1 No es congénita pero sí es hereditaria, toda vez que quienes la padecen se la endosan irremediablemente a sus descendientes.
2 El sistema que ocasiona esta brecha es, según veremos más adelante, el capitalismo; sobre todo el capitalismo en su fase actual (en inglés, late capitalism), cuyos inicios coinciden con el fin de la segunda guerra mundial.
3 Modelo de desarrollo en el que la principal fuente de la productividad recae no ya en la industrialización mecánica, fabril, sino en la capacidad cualitativa para optimizar la combinación y el uso de los factores de producción basándose en el conocimiento y la información.
4 El analfabetismo funcional desencadena mecanismos de desempleo, pobreza y, en definitiva, exclusión social, en una sociedad que se basa cada vez más en una capacidad mínima de decodificar el lenguaje. Esta incapacidad funcional, recalca Castells, “está mucho más extendida en las sociedades avanzadas de lo que suele reconocerse”.
5 La corrección política al uso insiste en que ningún ser humano es ilegal. En estricto rigor cabría hablar no de ilegales, sino más bien de migrantes indocumentados.
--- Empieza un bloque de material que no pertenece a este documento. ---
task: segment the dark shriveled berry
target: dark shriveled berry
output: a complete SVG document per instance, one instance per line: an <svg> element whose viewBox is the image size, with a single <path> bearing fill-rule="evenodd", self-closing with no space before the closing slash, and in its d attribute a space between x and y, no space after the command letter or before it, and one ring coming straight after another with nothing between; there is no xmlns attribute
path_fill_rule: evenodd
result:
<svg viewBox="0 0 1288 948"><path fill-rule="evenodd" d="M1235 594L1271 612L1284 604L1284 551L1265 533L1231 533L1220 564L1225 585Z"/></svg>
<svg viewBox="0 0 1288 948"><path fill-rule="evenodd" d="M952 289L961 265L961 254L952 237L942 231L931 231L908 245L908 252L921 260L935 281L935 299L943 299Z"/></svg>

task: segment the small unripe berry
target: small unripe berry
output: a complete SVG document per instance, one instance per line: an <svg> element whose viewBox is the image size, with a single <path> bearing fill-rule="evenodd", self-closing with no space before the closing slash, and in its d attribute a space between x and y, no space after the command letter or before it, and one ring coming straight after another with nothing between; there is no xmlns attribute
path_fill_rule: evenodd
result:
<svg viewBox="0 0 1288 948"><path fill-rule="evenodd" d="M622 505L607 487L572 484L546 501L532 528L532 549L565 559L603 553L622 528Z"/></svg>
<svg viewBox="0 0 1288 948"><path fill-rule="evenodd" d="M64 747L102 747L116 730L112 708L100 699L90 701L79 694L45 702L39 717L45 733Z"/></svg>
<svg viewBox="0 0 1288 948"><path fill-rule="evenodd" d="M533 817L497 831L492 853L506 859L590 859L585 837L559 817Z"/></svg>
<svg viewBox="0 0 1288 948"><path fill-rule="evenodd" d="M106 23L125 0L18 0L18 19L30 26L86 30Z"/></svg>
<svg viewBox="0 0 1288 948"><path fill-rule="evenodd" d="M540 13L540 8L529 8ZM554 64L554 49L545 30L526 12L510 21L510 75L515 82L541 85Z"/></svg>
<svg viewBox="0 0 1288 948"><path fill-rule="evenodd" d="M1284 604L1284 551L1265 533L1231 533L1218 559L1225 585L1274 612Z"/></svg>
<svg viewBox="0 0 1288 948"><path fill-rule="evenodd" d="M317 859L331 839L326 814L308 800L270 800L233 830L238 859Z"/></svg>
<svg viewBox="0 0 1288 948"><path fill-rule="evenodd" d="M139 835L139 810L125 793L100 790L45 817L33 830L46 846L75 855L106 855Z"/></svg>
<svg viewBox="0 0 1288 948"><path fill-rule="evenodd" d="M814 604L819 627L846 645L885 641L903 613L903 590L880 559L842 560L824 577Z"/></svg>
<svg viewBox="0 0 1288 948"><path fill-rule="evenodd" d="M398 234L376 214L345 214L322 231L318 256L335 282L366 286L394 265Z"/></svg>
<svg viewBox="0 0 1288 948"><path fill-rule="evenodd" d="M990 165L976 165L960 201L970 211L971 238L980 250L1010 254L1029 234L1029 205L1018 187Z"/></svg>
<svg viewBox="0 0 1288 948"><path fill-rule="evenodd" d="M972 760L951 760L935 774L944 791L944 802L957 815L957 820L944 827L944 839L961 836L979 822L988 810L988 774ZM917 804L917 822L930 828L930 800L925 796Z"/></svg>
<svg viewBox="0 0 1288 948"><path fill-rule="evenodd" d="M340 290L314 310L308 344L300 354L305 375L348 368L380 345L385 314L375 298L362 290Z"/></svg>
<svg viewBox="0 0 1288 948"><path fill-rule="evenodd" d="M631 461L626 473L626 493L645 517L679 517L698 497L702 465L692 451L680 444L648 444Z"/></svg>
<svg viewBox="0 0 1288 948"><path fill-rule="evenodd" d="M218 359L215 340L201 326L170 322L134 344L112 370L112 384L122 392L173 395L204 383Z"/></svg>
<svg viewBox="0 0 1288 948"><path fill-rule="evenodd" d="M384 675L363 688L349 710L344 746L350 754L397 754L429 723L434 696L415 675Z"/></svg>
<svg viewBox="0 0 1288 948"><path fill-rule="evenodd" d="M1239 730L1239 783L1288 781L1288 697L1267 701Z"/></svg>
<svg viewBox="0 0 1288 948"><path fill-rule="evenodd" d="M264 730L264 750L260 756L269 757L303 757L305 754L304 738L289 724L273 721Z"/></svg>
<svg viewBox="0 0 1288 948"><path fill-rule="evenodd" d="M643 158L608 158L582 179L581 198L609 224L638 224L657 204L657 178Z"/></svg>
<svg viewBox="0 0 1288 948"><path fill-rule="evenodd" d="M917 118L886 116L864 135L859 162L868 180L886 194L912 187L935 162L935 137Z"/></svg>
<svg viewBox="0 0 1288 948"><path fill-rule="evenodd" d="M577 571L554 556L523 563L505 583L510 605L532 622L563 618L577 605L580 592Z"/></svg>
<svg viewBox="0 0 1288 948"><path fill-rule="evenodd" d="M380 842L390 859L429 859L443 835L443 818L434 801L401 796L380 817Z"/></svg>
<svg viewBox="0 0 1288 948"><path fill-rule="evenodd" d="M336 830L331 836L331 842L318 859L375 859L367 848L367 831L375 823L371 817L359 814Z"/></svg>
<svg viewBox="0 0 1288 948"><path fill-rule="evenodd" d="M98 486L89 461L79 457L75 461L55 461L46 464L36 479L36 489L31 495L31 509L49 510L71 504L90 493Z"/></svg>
i Según UNICEF: The state of the world’s children 2007, p. 18. Citado por G. Therborn en The Killing Fields of Inequeallity (2013).
ii Redelmeier, D. y Singh, S.: Survival in Academy-Award winning actors and actresses (2001). Tomado del Annals of Internal Medicine No. 134, pp 955-62, y citado por G. Therborn en The Killing Fields of Inequallity (2013).
iii M. Castells: La era de la información. Economía, sociedad y cultura, Volumen III: Fin de Milenio (1999). Siglo XXI editores, México; p. 198.